Researchers found that Method A was able to predict patient outcome based on the expression of 100 gene “clusters.”
“Relatively higher expression of genes in cluster 6 of method A (545 genes) was associated with poor subject outcome,” the study authors write in the paper. The genes in cluster 6 included cell proliferation-related genes, such cyclin A (CCNA2) and other cyclins, BUB1B, topoisomerases, checkpoint genes (CHEK1), and chromosomal and spindle protein genes.
According to the researchers, the genes in this classifier and a few others “may provide insight into the biology of aggressive tumors.”
Although the study findings hold the potential for a diagnostic test that can determine the aggressiveness of treatment based on the likelihood of survival, no plans have yet been made to develop such a test.
“We are not currently discussing a specific test with an industry partner, nor have we decided an array will be used,” Beer said. However, he noted that any test developed would need to be “robust, relatively inexpensive, and accurate.”
Still the introduction of such a diagnostic could potentially be an improvement from the standard treatment in lung cancer.
Currently, lung cancer patients receive chemotherapy after surgery to lessen the risk of the cancer returning.
However, it is generally understood that some Stage I lung cancer patients have an aggressive form of the illness with poor prognosis and can benefit from chemotherapy. In contrast, more advanced lung cancer patients have better prognosis and therefore do not usually receive adjuvant chemotherapy. However, studies suggest that this latter population could possibly benefit from adjuvant chemotherapy.
“[T]here is an urgent need to establish new diagnostic paradigms and validate in clinical trials methods for improving the selection of stage I-II patients who are most likely to benefit from adjuvant chemotherapy,” the study authors write in the paper.

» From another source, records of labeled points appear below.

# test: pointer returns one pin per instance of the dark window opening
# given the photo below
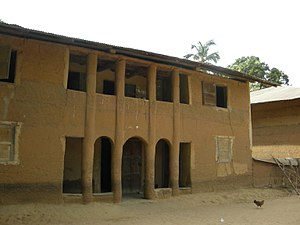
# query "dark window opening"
(76, 81)
(130, 90)
(108, 87)
(8, 61)
(185, 165)
(136, 82)
(105, 78)
(184, 89)
(72, 165)
(77, 73)
(164, 86)
(221, 96)
(214, 95)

However, developing a genetic test for lung cancer is complicated since there are multiple types and subtypes of the disease. Furthermore, since smoking is a common factor among lung cancer patients, exposure to tobacco smoke can produce numerous genetic alterations.
“To be able to offer one simple gene test for the disease, scientists would need to accurately model the known cellular diversity and the potential differences underlying the aggressiveness between lung cancers,” the researchers said in a statement.

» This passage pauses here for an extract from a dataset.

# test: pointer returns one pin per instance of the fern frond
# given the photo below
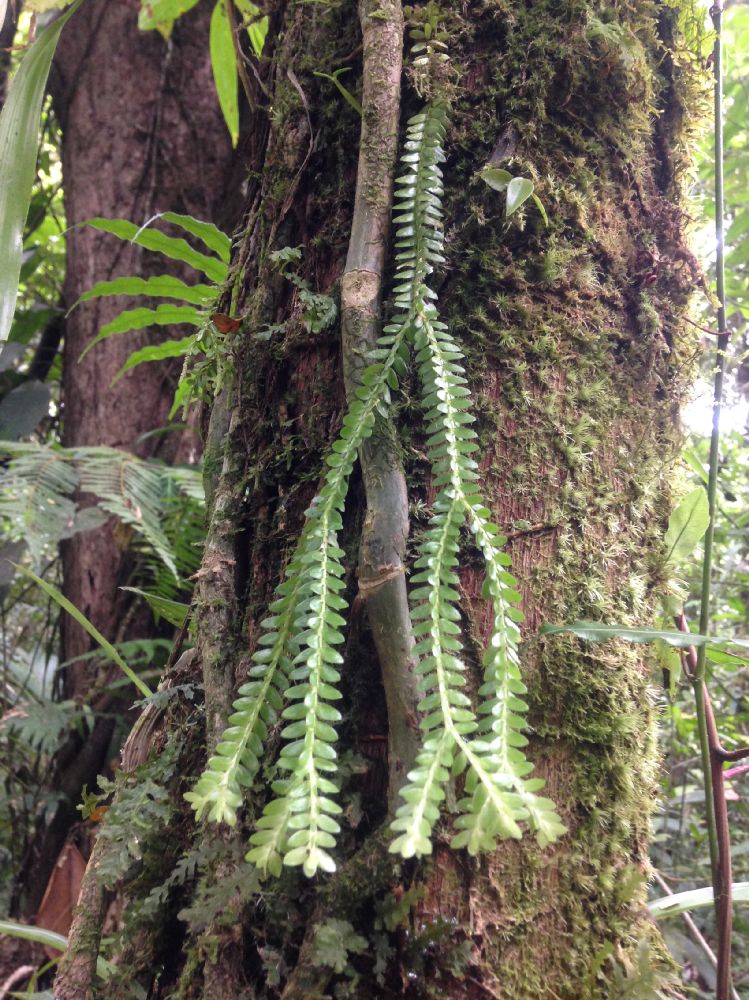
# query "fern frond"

Factoring in the clinical data along with gene expression, as researchers did in this study, can help more accurately model these differences between patients.

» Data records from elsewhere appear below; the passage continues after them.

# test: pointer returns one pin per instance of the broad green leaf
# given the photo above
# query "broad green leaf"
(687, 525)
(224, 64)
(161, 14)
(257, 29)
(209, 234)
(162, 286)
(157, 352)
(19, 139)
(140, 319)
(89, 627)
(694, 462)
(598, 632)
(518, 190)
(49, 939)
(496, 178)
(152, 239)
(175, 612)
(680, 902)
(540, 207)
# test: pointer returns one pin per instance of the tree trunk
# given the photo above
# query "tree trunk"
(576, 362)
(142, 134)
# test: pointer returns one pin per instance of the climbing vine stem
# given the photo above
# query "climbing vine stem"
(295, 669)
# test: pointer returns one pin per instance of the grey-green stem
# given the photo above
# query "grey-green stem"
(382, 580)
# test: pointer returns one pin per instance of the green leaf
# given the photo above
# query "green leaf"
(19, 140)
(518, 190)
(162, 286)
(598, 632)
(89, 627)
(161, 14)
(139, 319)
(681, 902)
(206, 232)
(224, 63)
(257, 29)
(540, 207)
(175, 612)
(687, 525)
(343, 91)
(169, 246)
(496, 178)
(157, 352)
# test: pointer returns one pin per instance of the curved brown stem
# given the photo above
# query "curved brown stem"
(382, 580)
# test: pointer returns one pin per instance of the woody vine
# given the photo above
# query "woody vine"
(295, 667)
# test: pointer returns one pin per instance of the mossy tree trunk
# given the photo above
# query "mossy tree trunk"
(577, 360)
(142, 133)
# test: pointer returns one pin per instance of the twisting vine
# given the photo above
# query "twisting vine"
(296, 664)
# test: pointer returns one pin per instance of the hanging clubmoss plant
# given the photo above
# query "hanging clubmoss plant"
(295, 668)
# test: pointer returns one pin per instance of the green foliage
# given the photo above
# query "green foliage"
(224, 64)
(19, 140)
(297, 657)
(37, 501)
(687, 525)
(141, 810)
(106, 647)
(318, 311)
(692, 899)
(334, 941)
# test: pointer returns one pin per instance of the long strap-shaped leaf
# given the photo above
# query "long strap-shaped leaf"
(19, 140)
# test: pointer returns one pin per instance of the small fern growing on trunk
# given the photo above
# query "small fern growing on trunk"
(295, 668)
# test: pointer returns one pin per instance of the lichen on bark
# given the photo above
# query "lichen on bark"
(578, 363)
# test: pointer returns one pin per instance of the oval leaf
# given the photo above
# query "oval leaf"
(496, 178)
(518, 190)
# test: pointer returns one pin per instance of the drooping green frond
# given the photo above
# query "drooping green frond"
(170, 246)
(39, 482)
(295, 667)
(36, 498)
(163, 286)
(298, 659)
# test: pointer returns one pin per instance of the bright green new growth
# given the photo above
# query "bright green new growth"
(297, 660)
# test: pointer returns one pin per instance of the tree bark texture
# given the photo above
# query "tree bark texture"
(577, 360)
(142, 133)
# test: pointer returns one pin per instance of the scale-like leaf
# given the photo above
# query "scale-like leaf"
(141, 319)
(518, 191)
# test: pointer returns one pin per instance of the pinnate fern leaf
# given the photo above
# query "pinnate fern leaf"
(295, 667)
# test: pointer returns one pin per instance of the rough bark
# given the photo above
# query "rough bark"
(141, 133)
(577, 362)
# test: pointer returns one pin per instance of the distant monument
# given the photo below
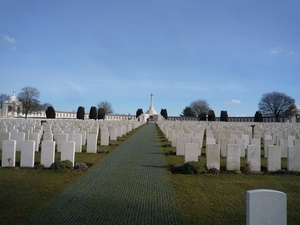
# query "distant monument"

“Gene expression is not just a black box approach, which a lot of researchers think it is,” Beer said. “Sometimes knowing the context actually helps you use that information more efficiently. We found that looking at clinical data along with gene expression can be a more reliable indicator.”
According to the American Cancer Society, 215,020 people will be diagnosed with lung cancer this year and 161,840 will die from the disease.
Lung cancer, the leading cause of cancer-related death in the US, has a 15 percent five-year, overall survival rate. According to the study authors, the survival rate for lung cancer patients has not improved over many decades.
The potential economic savings to the healthcare system from being able to determine which patients should not receive adjuvant chemotherapy, and thus avoid serious side effects, could be significant. However, researchers in this study have not conducted a pharmacoeconomic analysis of introducing such a test into the lung cancer treatment paradigm.
The next step in this research will be to test the gene predictors in a larger prospective trial. According to the University of Michigan, enrollment for this trial has not begun.